The FDA enforces regulations prohibiting the promotion of devices for unapproved (or “off label”) uses and the promotion of devices for which pre-market clearance or approval has not been obtained. Any failure by us to comply with these requirements can result in regulatory enforcement action by the FDA and possible limitations on the promotion and/or sale of our products.

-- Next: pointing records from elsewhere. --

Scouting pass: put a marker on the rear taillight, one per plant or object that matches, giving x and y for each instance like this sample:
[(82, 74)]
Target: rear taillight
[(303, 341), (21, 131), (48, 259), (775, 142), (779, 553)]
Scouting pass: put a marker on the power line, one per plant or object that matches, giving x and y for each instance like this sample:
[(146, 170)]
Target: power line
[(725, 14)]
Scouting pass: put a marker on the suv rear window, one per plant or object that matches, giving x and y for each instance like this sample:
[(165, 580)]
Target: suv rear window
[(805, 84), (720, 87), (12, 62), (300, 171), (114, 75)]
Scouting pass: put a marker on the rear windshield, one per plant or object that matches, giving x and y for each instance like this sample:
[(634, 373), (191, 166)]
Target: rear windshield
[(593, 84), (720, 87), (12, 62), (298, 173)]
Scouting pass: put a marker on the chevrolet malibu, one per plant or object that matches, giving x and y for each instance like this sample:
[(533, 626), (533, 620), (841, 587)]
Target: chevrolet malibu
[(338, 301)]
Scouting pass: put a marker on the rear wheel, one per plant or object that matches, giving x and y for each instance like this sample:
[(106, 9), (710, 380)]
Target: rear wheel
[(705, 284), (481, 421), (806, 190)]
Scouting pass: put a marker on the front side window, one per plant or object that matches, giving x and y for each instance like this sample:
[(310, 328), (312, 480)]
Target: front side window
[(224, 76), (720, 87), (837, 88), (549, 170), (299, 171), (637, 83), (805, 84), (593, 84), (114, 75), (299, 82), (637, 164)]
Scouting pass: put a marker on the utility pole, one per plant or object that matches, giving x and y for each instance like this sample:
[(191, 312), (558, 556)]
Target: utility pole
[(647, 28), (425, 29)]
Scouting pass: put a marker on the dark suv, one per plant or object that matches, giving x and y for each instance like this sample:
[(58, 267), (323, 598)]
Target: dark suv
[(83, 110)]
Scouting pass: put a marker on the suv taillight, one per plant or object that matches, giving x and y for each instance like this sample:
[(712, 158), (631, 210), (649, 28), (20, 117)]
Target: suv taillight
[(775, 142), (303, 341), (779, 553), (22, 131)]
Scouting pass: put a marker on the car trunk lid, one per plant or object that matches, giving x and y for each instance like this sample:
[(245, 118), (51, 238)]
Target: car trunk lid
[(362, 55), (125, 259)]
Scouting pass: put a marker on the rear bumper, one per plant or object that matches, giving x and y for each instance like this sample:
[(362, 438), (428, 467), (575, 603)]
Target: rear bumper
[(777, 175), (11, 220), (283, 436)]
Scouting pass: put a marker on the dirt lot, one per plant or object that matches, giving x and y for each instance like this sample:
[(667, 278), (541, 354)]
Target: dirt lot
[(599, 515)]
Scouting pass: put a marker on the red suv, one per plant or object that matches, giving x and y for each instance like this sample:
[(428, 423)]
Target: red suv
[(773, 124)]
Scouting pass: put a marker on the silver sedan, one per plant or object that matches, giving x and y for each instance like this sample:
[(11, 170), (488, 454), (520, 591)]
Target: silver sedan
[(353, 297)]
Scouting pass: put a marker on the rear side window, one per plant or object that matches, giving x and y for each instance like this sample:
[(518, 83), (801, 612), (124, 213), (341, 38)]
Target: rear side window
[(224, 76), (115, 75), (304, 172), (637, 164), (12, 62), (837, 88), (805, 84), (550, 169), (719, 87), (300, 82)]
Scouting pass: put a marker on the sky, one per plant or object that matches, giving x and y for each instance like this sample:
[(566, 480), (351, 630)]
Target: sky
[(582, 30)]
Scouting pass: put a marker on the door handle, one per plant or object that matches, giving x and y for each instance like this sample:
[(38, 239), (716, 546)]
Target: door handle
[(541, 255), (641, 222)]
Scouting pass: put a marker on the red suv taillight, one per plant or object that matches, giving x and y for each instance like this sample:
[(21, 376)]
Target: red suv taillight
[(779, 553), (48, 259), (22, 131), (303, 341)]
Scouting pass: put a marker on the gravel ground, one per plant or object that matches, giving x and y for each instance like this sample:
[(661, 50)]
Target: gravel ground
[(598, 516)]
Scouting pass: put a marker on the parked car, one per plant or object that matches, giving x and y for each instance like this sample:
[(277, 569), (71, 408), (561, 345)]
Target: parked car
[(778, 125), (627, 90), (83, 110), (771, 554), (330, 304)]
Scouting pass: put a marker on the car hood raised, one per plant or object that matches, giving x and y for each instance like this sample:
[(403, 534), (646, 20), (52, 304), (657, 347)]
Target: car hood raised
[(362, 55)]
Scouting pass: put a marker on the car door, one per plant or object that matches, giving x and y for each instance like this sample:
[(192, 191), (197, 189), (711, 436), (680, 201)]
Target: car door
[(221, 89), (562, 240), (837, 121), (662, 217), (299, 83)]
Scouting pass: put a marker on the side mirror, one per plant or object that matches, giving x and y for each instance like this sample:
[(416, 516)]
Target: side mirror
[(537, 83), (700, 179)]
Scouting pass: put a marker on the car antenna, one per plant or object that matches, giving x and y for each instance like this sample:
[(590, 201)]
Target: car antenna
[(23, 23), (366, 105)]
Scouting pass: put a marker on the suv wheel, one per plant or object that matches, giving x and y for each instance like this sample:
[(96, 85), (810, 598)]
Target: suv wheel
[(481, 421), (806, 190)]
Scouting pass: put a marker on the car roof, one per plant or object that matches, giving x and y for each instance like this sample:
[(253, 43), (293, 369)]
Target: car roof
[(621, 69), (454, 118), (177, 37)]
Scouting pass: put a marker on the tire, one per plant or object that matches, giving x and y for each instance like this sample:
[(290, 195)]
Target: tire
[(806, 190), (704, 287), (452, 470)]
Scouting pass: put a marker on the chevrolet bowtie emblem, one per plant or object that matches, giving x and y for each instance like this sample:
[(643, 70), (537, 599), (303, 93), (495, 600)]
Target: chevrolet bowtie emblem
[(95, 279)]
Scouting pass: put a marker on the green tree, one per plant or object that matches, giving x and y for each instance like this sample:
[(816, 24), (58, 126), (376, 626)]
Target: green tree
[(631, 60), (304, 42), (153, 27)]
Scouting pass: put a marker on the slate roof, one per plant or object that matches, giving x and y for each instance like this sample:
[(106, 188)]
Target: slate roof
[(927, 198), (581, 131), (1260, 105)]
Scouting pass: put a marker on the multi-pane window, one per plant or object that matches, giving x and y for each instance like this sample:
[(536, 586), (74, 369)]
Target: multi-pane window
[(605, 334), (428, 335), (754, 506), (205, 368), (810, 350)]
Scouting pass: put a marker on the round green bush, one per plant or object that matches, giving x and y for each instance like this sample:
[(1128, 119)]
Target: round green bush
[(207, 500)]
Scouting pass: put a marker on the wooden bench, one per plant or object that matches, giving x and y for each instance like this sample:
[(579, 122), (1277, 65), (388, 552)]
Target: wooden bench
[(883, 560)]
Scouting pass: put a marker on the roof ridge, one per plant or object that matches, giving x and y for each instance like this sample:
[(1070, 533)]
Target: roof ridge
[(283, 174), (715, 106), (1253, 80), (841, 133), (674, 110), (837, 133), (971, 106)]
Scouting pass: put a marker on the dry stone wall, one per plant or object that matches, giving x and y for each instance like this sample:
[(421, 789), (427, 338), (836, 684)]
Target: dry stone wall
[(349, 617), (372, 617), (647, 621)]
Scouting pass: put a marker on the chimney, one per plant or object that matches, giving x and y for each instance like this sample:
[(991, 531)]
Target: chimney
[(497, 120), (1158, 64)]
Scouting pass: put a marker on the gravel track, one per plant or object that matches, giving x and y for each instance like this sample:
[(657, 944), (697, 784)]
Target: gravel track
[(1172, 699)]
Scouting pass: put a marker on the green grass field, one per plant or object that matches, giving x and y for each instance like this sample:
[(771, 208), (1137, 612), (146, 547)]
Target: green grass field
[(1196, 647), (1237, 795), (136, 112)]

Receipt and maintenance of regulatory authorization to market and sell our products is vital to our future success. In addition to seeking regulatory authorizations for our own products, we work with other companies to seek regulatory approval for use of their specimen collection products to provide the specimens necessary to perform our diagnostic tests. The time, money and resources required for new product approvals by the FDA and foreign government authorities may be unpredictable and the necessary approvals or clearances may not be granted on a timely basis or at all. Delays or a failure to receive, such approvals or clearances could have a material adverse effect on our business, financial condition and results of operations.

Organizational Structure

QIAGEN N.V. is the holding for more than 40 consolidated subsidiaries, the majority of which have the primary function of the distribution of our products and services on a regional basis. Certain subsidiaries also have research and development or production activities. A listing of our significant subsidiaries, all of which are wholly owned, and their jurisdiction of incorporation, is included in Exhibit 8.1 to this Annual Report.

Description of Property

Our production and manufacturing facilities for consumables products are located in Germany, the United States and China. Our instrument production facility is located in Switzerland. Over the last several years, we have made investments in automated and interchangeable production equipment to increase our production capacity and improve efficiency. Our production and manufacturing operations are highly integrated and benefit from sophisticated inventory control. Our production management personnel are highly qualified and many have engineering degrees. We have also installed and continue to expand production-planning systems that are included in our integrated information and control system based on the business software package SAP R/3 from SAP AG. Worldwide, we use SAP software to integrate our material operating subsidiaries. Capital expenditures for property, plant and equipment totaled $34.5 million, $29.0 million and $13.7 million for the years ended December 31, 2007, 2006 and 2005.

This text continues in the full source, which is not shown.